Em vigor desde 2009, a regra que estabelece uma cota mínima por partido de 30% de mulheres como candidatas vem sendo descumprida a cada eleição. O Correio mostrou, em reportagem publicada em 25 de julho de 2010, que as legendas fazem um jogo intenso de cooptação de nomes para atingirem a cota. mulheres ouvidas pelo jornal à época confessaram ter sido convencidas pelas agremiações a se filiarem e lançarem candidatura, mesmo sendo pessoas que passaram toda a vida distantes da política.

A consequência da candidatura feminina apenas para “cumprir tabela” é o resultado nas urnas, que sempre mostram uma minoria de mulheres eleitas para os cargos proporcionais. Uma das candidatas ouvidas na reportagem confessou ter sido convencida por amigos do PSL a concorrer a uma vaga na Câmara Legislativa.
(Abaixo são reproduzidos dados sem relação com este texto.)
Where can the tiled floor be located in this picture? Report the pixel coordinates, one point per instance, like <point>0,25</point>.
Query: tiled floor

Mesmo recorrendo a manobras, a maior parte dos partidos não cumpriu a cota nas últimas eleições gerais, em 2010. No Distrito Federal, por exemplo, das 11 coligações ou partidos que disputaram o cargo de deputado federal, só três obedeceram a lei: PV, PCO e PSTU. Já na disputa para a Câmara Legislativa, a média de cumprimento da regra também foi baixa. Apenas seis dos 19 partidos alcançaram 30% de mulheres entre os candidatos. A realidade verificada na capital brasileira foi um retrato do resto do país. Nos três maiores colégios eleitorais, os partidos ficaram longe da meta. Em São Paulo, somente seis das 17 chapas que concorreram à Câmara dos Deputados cumpriram a norma.